Shmuel, whom I have never met face to face, but have had several extended phone conversations about our family history, is a wonderful man with I feel an instinctive kesher (connection). His warmth, understanding, deep empathy, primal Jew to Jew connection and sheer humanity amidst all the horrors he and our people have endured, is emblematic of what I have loved about Israel and Israelis all these decades; indeed, what keep my love for Israel unconditional though I have spent far too little time in Israel over the past decade and despite my disappointment with Israeli policies toward the Palestinians, etc. I am so sorry we never got to meet Zippora, who must also have been a wonderful person.
Shmuel urges us to come to Rehovot to talk family history and we really should all do that as soon as possible. It is so moving to me that he is so connected to Rehovot and the Machon Weizmann which is of course where Jo, Danny and I spent that mind blowing life transforming year of 1961-62 as children, when our father Stan was there on sabbatical.

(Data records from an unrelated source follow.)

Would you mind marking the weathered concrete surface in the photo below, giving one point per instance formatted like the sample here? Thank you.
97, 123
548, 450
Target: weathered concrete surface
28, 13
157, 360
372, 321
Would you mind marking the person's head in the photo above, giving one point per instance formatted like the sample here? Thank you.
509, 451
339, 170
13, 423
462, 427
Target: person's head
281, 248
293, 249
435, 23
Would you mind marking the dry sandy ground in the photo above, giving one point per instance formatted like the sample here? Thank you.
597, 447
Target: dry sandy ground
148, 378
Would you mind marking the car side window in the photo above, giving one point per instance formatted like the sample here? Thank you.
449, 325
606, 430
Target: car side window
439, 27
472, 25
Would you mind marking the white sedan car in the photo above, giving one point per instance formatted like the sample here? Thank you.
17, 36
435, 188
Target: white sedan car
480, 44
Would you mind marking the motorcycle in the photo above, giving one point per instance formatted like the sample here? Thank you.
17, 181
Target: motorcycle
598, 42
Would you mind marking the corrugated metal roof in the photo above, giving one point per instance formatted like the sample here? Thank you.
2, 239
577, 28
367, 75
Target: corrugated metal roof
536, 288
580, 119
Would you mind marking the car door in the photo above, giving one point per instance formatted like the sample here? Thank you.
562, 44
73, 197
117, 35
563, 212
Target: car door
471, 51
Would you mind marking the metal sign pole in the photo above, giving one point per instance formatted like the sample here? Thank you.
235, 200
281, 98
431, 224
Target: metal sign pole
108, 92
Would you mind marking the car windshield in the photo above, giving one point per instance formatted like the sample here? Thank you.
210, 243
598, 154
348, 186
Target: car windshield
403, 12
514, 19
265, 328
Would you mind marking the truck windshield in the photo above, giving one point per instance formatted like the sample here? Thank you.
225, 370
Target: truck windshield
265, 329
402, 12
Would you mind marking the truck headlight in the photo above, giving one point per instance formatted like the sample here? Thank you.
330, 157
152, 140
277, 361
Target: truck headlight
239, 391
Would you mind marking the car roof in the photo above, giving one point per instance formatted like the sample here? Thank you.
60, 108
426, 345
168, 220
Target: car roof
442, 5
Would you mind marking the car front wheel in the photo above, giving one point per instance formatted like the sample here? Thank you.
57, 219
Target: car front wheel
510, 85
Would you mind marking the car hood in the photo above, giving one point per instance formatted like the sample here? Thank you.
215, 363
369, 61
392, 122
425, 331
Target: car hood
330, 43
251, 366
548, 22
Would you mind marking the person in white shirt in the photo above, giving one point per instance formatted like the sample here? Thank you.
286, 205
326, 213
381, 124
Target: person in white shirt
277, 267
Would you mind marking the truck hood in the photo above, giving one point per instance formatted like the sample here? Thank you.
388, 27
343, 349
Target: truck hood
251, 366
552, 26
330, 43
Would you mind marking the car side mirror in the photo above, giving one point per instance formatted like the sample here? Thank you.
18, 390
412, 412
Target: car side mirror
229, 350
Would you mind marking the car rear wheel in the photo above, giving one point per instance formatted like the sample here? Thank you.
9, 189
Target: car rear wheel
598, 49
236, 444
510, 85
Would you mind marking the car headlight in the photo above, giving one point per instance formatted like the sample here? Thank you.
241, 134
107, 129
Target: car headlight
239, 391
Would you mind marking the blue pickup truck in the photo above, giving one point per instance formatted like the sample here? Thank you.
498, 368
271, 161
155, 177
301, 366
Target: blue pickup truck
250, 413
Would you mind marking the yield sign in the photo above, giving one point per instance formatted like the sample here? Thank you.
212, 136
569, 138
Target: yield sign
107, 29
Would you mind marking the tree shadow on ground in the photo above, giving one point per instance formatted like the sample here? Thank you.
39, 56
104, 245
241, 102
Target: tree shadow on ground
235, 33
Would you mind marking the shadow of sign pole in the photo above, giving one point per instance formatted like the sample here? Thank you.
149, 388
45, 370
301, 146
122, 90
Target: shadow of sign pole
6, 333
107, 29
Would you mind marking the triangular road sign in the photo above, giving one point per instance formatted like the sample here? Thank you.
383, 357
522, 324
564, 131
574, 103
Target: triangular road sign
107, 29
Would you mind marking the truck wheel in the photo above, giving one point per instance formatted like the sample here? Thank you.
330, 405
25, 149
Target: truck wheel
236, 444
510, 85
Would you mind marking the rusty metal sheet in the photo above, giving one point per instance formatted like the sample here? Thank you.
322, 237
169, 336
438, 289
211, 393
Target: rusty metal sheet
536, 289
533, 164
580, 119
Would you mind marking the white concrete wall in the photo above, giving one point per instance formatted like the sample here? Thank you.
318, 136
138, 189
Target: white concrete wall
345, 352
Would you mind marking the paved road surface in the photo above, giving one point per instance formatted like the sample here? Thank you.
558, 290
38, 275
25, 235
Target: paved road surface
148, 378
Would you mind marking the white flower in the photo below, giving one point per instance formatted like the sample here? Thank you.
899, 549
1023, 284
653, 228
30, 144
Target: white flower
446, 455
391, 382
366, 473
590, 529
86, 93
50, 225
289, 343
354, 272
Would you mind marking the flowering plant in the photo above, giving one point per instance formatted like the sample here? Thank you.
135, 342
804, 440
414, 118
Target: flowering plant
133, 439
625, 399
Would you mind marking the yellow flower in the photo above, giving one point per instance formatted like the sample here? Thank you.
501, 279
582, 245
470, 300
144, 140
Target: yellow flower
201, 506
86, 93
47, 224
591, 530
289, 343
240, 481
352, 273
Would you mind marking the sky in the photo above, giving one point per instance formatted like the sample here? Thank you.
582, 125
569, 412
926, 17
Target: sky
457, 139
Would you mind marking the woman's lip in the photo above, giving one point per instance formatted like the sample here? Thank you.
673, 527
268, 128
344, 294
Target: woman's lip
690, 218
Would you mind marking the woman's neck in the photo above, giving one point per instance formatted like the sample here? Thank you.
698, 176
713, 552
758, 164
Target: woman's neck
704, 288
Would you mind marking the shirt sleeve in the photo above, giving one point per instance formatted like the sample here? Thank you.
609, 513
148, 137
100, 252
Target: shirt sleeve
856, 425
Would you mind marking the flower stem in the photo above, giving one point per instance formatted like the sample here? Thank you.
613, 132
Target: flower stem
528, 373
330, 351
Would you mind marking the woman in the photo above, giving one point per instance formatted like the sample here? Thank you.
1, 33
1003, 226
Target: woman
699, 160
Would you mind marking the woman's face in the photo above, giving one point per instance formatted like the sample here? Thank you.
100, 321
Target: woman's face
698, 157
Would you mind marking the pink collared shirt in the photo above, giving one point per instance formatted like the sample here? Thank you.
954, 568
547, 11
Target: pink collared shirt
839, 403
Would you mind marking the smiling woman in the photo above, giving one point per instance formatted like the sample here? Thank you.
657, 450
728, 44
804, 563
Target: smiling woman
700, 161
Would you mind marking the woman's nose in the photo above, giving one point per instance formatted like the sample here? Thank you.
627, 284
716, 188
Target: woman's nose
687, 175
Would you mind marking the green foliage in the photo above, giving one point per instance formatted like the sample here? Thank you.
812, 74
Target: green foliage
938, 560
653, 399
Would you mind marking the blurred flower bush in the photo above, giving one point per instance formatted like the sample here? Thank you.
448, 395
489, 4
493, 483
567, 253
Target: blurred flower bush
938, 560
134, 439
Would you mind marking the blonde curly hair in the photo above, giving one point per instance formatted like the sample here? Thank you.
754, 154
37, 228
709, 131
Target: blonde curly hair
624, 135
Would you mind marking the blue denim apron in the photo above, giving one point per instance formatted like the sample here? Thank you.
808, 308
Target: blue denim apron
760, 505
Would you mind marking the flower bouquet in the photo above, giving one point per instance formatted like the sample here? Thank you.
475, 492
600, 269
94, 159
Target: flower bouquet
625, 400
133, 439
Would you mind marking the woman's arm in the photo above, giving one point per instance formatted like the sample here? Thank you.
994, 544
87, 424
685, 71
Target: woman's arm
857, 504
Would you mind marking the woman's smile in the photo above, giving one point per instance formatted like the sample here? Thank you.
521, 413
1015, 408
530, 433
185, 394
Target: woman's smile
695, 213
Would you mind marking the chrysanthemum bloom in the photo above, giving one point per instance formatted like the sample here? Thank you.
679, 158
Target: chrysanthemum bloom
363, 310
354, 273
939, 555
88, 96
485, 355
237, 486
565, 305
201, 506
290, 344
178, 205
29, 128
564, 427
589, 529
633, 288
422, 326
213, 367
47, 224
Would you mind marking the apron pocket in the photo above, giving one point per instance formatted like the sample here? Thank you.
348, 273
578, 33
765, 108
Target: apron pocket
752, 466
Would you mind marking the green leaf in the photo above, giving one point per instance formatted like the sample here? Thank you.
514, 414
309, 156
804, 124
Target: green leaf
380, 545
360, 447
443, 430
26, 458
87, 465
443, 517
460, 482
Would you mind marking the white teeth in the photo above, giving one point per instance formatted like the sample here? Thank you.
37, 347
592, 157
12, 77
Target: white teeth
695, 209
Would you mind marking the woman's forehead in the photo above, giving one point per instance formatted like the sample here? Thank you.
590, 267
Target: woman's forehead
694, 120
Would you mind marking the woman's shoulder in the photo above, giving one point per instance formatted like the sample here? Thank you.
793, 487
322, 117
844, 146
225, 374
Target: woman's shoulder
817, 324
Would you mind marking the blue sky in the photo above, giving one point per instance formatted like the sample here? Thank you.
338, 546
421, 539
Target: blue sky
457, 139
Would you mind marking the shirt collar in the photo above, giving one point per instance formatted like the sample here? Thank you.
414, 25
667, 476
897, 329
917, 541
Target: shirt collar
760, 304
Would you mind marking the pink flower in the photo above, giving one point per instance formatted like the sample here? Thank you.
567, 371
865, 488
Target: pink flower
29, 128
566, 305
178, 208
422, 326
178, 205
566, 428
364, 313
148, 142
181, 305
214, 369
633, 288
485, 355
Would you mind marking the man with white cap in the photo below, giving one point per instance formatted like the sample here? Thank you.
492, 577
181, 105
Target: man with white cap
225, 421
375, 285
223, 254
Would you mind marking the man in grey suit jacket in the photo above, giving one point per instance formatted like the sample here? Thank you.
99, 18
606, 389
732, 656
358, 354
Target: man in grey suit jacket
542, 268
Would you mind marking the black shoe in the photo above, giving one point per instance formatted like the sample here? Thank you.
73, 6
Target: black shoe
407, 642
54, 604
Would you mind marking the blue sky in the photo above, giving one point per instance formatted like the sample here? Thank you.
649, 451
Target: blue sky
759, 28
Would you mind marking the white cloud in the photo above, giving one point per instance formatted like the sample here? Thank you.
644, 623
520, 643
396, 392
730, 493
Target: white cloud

Rehovot is a kind of lodestone for us and here it is again.
In the meantime, Shmuel has agreed to a conference call with Dan and myself to help us to better understand many things, including that 'last letter' from his parents to his elder brothers of June 6, 1944, when they thought they and Shmuel himself were about to be liquidated by the Nazis. Kol hakavod (all honor) to Dan for getting hold of Ethical Wills and finding those letters as well as gthe last will and testament of our common ancestor Rabbi Isaac Elchanan Spektor. Thanks also to Moshe Spector and Jeff Spector for connecting with Dan and providing us with so much new information.
Shmuel also mentioned a book by a well known Israeli writer, Hanoch Bartov, entitled "BEYOND THE HORIZON, ACROSS THE STREET" published in 2006, about our family. Apparently the book focuses on the stories of young men killed in the 1948 War of Independence, including one of Shmuel's older brothers, who had apparently served alongside Bar-Tov, It is unfortunately only in Hebrew which I read with great difficulty but I'm sure we will find a way to get the relevant sections translated.
Tomorrow, July 27, I will finally make it to the Mt. Carmel Cemetery in Queens and, God willing, see the graves of Joseph Rabinowitz and Lena Lincoff Rabinowitz, our great grandparents.